LangGraph: Build Stateful Multi-Agent Systems That Don't Crash
You've built an agent with while loops. It worked... until it didn't. The server restarted and your agent forgot everything. A long-running task timed out and you had to start over. Your "multi-agent system" is actually just three Promise.all() calls duct-taped together.
That's where LangGraph comes in.
LangGraph isn't a wrapper around an LLM. It's a stateful orchestration framework for production-grade agent systems. Built by the LangChain team but fully independent, it's what companies like Klarna, Replit, and Elastic use when they need agents that survive crashes, pause for humans, and orchestrate complex workflows across multiple specialized agents.
This guide goes deep. We'll cover the core concepts, then build a real-time multi-agent chat system with persistent state, human approval gates, and a React frontend.
Why LangGraph Exists
The agent landscape is crowded. Most "agent frameworks" are just LLM clients with tool calling. LangGraph is different:
| Feature | Simple Agents | LangGraph |
|---|---|---|
| State | In-memory only | Persistent, typed, checkpointed |
| Flow | Linear chains | Directed graphs with cycles |
| Recovery | Start over on crash | Resume from last checkpoint |
| Human Input | External polling | Built-in interrupt() |
| Multi-agent | Manual coordination | First-class subgraph support |
LangGraph treats your agent as a state machine. Nodes are functions. Edges are transitions. State is immutable and checkpointed after every step. This isn't academic β it's the difference between a prototype and production.
Core Concepts
StateGraph: The Foundation
Everything in LangGraph starts with StateGraph. You define a typed state schema, add nodes (functions), and connect them with edges.
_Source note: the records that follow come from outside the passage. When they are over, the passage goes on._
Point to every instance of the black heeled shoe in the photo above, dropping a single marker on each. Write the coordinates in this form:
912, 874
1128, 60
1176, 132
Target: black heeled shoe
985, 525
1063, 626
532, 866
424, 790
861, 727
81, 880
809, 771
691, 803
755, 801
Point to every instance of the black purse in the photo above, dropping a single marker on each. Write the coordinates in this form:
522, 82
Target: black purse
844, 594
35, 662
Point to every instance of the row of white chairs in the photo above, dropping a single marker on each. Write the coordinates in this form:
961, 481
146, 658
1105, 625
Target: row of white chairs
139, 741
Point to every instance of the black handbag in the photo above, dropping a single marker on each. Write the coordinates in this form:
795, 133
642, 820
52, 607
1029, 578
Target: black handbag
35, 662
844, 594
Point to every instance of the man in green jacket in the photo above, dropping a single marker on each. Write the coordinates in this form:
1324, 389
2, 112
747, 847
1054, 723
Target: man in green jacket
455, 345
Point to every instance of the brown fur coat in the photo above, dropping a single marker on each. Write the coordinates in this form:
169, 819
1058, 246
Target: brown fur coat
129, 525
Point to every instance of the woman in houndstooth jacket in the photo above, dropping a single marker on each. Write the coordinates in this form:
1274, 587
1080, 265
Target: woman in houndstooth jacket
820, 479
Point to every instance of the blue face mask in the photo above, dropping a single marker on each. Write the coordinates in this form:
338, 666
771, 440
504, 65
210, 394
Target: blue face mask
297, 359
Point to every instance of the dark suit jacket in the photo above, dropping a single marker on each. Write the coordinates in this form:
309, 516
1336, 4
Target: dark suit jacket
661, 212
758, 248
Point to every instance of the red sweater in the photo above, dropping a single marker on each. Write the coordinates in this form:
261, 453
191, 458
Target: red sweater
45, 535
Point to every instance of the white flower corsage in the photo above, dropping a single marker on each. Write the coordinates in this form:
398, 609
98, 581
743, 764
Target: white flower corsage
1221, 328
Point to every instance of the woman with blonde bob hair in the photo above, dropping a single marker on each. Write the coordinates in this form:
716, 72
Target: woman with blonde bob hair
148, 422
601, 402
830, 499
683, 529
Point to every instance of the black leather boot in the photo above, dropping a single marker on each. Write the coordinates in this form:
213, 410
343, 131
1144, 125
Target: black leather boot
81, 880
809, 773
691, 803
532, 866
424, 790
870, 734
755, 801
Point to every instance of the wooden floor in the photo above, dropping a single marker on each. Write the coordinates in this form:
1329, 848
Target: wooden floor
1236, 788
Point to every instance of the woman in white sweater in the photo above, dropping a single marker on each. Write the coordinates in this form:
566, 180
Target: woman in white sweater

import { StateGraph, START, END } from "@langchain/langgraph";
import { BaseMessage } from "@langchain/core/messages";
// Define your state shape
interface AgentState {
messages: BaseMessage[];
iterationCount: number;
approved: boolean;
}
// Nodes are just functions that receive state and return updates
async function agentNode(state: AgentState): Promise<Partial<AgentState>> {
const response = await llm.invoke(state.messages);
return {
messages: [...state.messages, response],
iterationCount: state.iterationCount + 1,
};
}
async function toolNode(state: AgentState): Promise<Partial<AgentState>> {
const toolResults = await executeTools(state.messages);
return { messages: [...state.messages, ...toolResults] };
}
// Build the graph
const graph = new StateGraph<AgentState>({
channels: {
messages: { value: (x, y) => x.concat(y), default: () => [] },
iterationCount: { value: (x, y) => y ?? x, default: () => 0 },
approved: { value: (x, y) => y ?? x, default: () => false },
},
});
graph.addNode("agent", agentNode);
graph.addNode("tools", toolNode);
// Conditional routing: did the agent call a tool?
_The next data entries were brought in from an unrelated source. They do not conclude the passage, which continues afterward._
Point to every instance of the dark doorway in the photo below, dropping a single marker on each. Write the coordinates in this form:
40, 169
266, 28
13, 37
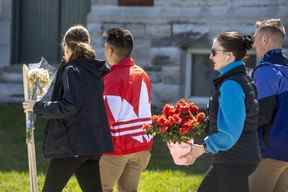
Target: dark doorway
38, 27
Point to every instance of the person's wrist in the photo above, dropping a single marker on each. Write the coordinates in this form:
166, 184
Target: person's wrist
204, 147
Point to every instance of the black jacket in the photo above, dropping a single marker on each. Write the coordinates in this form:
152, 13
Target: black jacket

function shouldContinue(state: AgentState): "tools" | "end" {
const lastMessage = state.messages[state.messages.length - 1];
if (lastMessage.additional_kwargs?.tool_calls) {
return "tools";
}
return "end";
}
graph.addConditionalEdges("agent", shouldContinue, {
tools: "tools",
end: END,
});
graph.addEdge("tools", "agent"); // Loop back
graph.addEdge(START, "agent");
const app = graph.compile();
That loop β agent β tools β agent β is the ReAct pattern. But now it's explicit, typed, and checkpointed.
Checkpointing: The Killer Feature
LangGraph's MemorySaver, SqliteSaver, and PostgresSaver persist state after every node. Crash recovery is automatic.
import { MemorySaver } from "@langchain/langgraph";
const checkpointer = new MemorySaver();
const app = graph.compile({ checkpointer });
// Each run gets a thread_id β resume with same id after failure
const config = { configurable: { thread_id: "conversation-123" } };
const result = await app.invoke(
{ messages: [new HumanMessage("Hello")] },
config
);
// Server crashes here? No problem.
// On restart, invoke with same thread_id resumes from last checkpoint
const resumed = await app.invoke(
{ messages: [new HumanMessage("As I was saying...")] },
config
);
This is non-negotiable for long-running tasks. Your agent can run for hours, survive deploys, and resume exactly where it left off.
Human-in-the-Loop
Pause execution at any node. Wait for human input. Continue.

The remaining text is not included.